PERSPECTIVES → TEXT MESSAGES Issue 827 · September 9, 2020

Saying It Like It Is

We seem to have lost the art of constructive confrontation on the plane of ideas

Saying It Like It Is

 

Many years ago, a relative gave me a gift of several hundred issues of Agudath Israel of America’s erstwhile monthly magazine, the Jewish Observer (JO). Since then, these issues have sat in a box in a basement closet, largely unread. But from time to time over the years, I’ve taken a few of them out to enjoy.

I recently had occasion to do so again, and was struck, as I am each time I read one of those back issues, by just how much things have changed in the frum community over the many decades since the JO began publication in the 1960s. I’m certain that an enterprising sociology major has enough material in the JO oeuvre for a fine doctoral thesis on the topic.
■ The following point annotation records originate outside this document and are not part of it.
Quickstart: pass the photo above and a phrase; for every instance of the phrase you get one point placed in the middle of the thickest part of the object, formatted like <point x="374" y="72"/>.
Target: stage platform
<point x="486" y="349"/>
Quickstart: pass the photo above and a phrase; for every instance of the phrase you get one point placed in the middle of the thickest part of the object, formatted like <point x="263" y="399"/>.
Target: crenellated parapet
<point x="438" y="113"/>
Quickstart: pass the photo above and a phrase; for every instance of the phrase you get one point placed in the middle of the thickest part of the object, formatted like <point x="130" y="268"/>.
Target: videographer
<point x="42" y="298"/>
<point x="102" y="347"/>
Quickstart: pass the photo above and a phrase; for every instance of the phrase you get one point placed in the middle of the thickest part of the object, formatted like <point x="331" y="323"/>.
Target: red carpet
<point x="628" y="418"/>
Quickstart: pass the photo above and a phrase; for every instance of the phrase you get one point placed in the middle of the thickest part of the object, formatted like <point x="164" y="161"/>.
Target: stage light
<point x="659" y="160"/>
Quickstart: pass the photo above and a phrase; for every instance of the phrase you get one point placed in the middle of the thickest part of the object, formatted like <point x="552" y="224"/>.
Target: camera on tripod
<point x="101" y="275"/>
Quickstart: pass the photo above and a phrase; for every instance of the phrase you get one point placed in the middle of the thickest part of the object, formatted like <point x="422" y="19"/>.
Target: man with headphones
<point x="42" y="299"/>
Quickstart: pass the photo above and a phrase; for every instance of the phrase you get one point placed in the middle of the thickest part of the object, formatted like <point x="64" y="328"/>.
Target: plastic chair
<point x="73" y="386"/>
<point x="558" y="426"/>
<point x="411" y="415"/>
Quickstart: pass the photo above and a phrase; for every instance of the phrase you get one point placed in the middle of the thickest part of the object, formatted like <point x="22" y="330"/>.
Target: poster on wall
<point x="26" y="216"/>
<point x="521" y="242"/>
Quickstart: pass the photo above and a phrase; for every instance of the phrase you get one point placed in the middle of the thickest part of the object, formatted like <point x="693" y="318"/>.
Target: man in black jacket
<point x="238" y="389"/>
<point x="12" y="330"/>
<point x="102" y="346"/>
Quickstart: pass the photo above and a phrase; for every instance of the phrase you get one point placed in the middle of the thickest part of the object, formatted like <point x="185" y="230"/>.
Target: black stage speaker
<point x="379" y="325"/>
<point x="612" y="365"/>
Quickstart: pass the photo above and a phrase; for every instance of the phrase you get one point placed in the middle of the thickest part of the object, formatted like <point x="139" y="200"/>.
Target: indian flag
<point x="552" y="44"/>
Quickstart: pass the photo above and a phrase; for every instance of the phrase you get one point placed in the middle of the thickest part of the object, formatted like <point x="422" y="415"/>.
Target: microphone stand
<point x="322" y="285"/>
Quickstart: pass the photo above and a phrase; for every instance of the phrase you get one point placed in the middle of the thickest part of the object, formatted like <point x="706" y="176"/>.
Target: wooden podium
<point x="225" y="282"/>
This much is clear from even a casual perusal: We’re a lot more frum than we once were. Pictures of a beis medrash scene in a yeshivah gedolah from those days feature a look that has disappeared in the current iteration of those very same institutions, with some boys sporting colored shirts and funny-looking hats and somewhat longer hair. And it’s not that the rebbeim were different looking, too; they looked quite the same then as they do now.

Then there are the occasional pictures of women, and the article titles and cultural references that are now not deemed “frum enough” to mention.